Red wines from Bulgaria
by Fen
The best wines are produced from the Merlot and Cabernet Sauvignon varieties, high quality, rich, and Bordeaux-like.
Local grapes include:
- Gamza - the most widespread sort produces earthy, light bodied red wine good for simple fare. In Romania and Hugary it is known as Kadarka.
- Mavrud - is a full bodied, spicy red that can age to more than 8 years
- Melnik - grown in the southernmost part of the country makes hefty red wines that age very well
- Pamid - rustic and hardly unforgettable but still good enough "commercial" for weekly drinking.
Making lace
by timada
The old town of Nessebar is known for it's ancient monasteries and lace making.Its cobbled streets and a lot of spots of hand made lace shopping make you feel in another century . Some ladies are making lace sitting on a chair right in front of their houses !

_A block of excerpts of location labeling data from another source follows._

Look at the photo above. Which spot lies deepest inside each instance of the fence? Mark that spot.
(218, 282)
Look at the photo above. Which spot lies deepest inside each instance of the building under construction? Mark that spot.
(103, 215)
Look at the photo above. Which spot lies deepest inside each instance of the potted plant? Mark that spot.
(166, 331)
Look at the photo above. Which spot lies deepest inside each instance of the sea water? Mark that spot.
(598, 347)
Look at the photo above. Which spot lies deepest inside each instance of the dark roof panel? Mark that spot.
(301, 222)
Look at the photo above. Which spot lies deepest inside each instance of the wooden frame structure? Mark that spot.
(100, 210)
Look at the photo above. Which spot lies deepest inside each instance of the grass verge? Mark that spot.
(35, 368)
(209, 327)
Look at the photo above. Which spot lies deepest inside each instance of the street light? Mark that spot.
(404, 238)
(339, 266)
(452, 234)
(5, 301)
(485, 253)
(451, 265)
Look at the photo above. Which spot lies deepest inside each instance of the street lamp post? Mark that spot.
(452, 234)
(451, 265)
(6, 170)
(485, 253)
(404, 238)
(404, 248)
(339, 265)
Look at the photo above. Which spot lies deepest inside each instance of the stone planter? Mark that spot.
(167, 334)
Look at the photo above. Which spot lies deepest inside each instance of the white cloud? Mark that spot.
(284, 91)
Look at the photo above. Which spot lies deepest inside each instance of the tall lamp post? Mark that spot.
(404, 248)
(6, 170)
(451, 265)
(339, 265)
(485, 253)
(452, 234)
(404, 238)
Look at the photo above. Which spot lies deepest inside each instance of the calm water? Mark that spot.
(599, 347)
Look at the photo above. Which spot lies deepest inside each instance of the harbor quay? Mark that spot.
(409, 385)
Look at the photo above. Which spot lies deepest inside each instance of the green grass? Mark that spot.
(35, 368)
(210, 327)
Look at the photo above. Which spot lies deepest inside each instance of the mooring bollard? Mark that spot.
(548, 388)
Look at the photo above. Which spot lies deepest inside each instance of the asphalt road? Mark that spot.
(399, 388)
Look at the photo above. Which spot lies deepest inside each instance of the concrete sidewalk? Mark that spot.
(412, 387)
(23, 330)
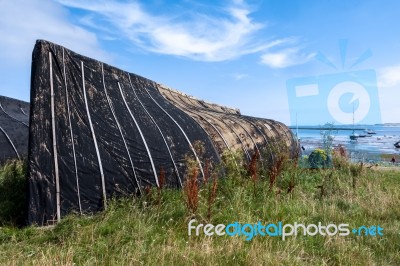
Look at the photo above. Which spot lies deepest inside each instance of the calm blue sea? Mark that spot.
(369, 148)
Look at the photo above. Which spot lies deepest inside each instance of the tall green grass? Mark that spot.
(152, 229)
(13, 191)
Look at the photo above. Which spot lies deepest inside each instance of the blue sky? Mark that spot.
(236, 53)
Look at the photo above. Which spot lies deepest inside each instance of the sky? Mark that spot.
(295, 61)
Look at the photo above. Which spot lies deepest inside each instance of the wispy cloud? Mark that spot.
(389, 76)
(24, 21)
(198, 36)
(286, 58)
(240, 76)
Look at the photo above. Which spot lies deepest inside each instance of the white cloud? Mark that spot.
(286, 58)
(200, 36)
(240, 76)
(389, 76)
(24, 21)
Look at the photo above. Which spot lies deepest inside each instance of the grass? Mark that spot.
(153, 229)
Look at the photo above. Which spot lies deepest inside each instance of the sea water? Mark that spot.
(369, 148)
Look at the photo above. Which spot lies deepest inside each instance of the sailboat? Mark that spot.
(354, 136)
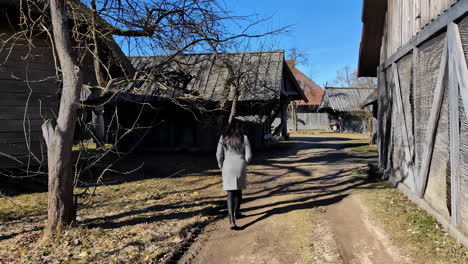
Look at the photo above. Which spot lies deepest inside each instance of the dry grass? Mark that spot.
(143, 217)
(133, 222)
(409, 227)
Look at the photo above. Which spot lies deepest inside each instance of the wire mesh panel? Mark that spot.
(426, 71)
(463, 191)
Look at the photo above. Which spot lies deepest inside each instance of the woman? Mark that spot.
(233, 155)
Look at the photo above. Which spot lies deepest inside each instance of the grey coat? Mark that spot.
(234, 165)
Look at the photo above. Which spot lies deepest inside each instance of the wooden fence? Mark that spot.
(423, 126)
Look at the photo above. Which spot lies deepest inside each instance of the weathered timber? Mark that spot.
(409, 152)
(455, 12)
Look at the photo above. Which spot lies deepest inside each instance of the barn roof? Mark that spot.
(344, 99)
(312, 90)
(209, 76)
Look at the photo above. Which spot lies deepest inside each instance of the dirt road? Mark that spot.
(301, 208)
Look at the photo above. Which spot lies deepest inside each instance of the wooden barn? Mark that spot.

Church St. Christ Pantocrator
by timada
The Church is dated to the XIII-XIV c., the exquisite construction, the perfect proportions and the picturesque decoration on the facade make the visitors forget the reality and pass into the dream word. The church is rectangular with dimensions 16 m in length and 6,90 m in width. It possesses two entrances-to the South and to the West. On the eastern side there are three small richly profiled apses. All over the facade there are highly walled in arches. Above them three rows of decorative saucers and four leafed flowers. Frieze of swastikas-the solar cult symbol, made of bricks, passes above the apses on the eastern side. The richly decorated drum of the dome has eight windows in form of arches. The nartex is small and under the floor there is a medieval tomb. Only traces of the original mural paintings are saved on the inner walls. The church, almost entirely preserved gives us the opportunity to understand all these buildings in their initial appearance.

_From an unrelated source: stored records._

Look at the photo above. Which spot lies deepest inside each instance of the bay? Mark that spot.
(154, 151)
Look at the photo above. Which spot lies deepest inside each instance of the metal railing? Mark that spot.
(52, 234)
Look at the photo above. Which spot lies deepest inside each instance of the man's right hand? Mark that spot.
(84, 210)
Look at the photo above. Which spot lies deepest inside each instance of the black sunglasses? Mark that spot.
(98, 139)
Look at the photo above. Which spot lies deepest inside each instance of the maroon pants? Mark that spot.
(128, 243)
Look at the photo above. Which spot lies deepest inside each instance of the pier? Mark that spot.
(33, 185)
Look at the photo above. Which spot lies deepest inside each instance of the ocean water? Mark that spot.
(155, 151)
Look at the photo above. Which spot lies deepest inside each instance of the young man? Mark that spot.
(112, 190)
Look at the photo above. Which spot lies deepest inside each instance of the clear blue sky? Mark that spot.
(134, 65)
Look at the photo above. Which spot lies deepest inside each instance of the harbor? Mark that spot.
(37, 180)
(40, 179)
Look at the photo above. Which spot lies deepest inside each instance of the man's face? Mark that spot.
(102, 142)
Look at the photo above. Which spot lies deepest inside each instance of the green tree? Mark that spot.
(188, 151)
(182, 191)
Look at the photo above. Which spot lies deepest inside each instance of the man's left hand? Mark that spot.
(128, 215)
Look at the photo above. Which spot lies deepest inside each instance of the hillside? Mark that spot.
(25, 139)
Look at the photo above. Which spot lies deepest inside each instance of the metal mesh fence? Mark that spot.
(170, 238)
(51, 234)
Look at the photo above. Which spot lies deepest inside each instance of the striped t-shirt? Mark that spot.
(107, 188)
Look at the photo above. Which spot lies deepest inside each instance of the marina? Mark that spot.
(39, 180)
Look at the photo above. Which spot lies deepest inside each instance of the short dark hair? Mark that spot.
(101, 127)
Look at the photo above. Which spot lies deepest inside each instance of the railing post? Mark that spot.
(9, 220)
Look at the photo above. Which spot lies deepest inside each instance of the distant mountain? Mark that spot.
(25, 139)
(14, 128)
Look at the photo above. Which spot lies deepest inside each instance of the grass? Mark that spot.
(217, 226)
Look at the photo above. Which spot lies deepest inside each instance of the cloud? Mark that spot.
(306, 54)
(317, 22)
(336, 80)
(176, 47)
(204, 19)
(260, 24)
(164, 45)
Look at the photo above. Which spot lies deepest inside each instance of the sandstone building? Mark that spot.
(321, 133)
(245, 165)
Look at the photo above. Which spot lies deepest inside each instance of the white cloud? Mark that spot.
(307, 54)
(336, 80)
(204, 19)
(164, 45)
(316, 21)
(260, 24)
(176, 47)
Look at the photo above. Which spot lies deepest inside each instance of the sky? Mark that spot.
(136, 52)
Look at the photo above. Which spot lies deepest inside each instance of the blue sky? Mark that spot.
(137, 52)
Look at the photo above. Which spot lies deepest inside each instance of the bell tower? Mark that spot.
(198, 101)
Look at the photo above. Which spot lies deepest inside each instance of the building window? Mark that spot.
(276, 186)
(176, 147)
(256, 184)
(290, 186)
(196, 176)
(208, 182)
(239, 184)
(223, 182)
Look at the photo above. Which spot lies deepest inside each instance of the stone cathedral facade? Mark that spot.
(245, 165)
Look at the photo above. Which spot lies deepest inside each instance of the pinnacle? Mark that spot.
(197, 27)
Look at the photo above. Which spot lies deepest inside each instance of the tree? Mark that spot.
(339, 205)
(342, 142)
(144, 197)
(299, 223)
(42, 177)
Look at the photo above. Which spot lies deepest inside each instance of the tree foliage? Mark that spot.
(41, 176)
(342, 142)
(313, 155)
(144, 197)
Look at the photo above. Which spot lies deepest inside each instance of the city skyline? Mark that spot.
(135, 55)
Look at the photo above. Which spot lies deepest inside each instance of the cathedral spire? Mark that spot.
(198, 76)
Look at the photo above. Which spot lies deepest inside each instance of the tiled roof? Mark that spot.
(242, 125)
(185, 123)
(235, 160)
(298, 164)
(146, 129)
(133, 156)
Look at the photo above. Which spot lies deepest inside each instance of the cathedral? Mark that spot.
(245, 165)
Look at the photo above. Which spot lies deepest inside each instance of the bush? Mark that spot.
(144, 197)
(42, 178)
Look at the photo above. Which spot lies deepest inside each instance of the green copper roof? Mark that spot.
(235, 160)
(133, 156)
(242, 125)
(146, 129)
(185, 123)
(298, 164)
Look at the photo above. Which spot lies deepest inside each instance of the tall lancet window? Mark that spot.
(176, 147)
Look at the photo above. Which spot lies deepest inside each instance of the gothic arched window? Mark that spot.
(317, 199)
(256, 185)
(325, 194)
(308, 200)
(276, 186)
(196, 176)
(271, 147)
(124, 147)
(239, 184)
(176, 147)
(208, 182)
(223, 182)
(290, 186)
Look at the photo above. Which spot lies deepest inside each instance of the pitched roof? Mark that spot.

Adapted from www.marinapalace.bg
PERLA was recommended to us as...
by supermarek
PERLA was recommended to us as one of the best restaurants in nesebur and the food was really nice there. another place that seems to be worth going is called SANGRA (or somewhat similar....it's located right between PERLA and another restaurant called NEPTUN and people there will know the place). we tried twice to get a table there but were turned down as they were booked out, so be sure to make a reservation! shopska salad and fried or stuffed squid.
Gaida player
by SoulFisher
Bulgarians also play bagpipes. It seems the Bulgarians play this instrument since Thracian times, ages before the Scots, the Irish or the Galicians started to use it.
In Bulgaria this instrument is called “gaida”.

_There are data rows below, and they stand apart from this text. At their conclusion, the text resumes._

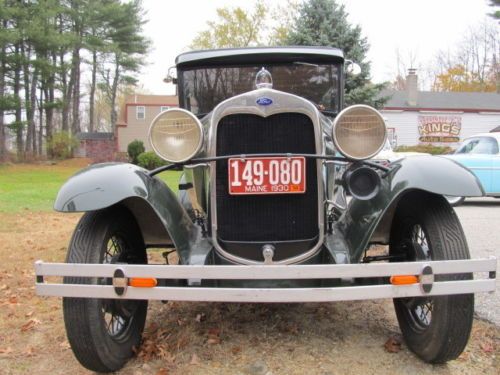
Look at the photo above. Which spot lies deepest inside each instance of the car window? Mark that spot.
(202, 89)
(479, 145)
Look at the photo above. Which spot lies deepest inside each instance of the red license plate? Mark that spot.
(271, 175)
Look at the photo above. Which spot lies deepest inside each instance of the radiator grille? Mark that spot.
(279, 217)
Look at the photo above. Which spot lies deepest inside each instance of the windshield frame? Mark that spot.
(329, 112)
(478, 138)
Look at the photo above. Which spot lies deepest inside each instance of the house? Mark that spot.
(100, 147)
(438, 118)
(136, 116)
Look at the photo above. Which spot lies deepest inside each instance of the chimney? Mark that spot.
(412, 87)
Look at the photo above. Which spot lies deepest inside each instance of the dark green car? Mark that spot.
(268, 152)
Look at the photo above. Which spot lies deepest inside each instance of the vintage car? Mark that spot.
(481, 155)
(387, 155)
(259, 136)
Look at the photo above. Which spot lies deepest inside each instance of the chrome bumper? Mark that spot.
(120, 274)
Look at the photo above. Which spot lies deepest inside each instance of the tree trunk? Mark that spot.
(75, 123)
(114, 89)
(50, 100)
(40, 123)
(92, 92)
(67, 89)
(3, 149)
(28, 106)
(18, 112)
(31, 118)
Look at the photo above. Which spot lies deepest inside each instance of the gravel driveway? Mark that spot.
(480, 219)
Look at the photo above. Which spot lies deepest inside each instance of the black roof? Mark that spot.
(96, 135)
(435, 100)
(258, 55)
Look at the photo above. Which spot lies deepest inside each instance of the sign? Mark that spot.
(439, 129)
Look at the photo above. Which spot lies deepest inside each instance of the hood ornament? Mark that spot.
(263, 79)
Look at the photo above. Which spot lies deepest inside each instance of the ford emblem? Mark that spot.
(264, 101)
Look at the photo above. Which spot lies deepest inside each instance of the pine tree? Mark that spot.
(324, 23)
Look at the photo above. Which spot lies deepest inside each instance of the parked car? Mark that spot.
(256, 218)
(387, 155)
(481, 155)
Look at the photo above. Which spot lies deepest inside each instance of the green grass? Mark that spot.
(34, 186)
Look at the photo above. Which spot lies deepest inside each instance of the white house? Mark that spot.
(440, 118)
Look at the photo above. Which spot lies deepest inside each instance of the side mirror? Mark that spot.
(171, 76)
(352, 68)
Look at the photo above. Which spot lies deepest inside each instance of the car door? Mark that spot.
(478, 154)
(495, 173)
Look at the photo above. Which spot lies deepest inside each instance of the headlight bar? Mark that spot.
(425, 283)
(246, 156)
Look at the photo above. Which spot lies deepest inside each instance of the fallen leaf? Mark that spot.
(194, 360)
(213, 340)
(65, 345)
(29, 351)
(214, 331)
(487, 347)
(200, 317)
(5, 351)
(393, 345)
(182, 342)
(30, 325)
(13, 300)
(235, 350)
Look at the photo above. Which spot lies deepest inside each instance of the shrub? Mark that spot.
(429, 149)
(150, 160)
(61, 145)
(134, 149)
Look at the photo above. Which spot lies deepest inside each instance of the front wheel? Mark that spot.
(454, 201)
(435, 328)
(104, 333)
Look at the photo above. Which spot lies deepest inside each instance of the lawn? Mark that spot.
(34, 186)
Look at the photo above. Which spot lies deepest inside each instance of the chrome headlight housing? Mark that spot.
(176, 135)
(359, 132)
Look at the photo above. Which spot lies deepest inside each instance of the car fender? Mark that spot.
(370, 221)
(159, 214)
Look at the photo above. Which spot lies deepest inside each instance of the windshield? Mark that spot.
(203, 88)
(479, 145)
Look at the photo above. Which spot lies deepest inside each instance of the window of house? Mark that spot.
(140, 112)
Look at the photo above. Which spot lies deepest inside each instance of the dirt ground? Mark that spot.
(204, 338)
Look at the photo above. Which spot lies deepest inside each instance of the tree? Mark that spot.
(474, 65)
(324, 23)
(237, 27)
(458, 79)
(234, 27)
(125, 52)
(496, 13)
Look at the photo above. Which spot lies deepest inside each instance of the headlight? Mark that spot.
(359, 132)
(176, 135)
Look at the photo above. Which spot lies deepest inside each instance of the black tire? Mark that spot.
(437, 328)
(454, 201)
(103, 334)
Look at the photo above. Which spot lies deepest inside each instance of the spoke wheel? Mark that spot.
(435, 328)
(103, 334)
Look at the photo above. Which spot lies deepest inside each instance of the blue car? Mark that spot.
(481, 155)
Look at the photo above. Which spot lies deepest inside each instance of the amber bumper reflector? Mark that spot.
(142, 282)
(404, 279)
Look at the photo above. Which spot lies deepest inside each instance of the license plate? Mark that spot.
(271, 175)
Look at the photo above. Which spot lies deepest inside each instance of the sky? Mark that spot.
(418, 28)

A funny thing is that the name gaida is the origin of an old Portuguese word for any kind of wind instrument: “gaita”. Bagpipe in Portuguese is called “gaita de foles”, and in Galicia (NW Spain region that also claims to share a Celtic history and plays it) it's called simply "gaita".
At the gates of Nesebar, there was a musician playing gaida. The traditional music he played had that middle-eastern tragic harmony, quite different from the bagpipe music played in the British Isles and in Nowthwestern Iberia. It was a beautiful sound.
The musician also displayed CDs with his music for sale.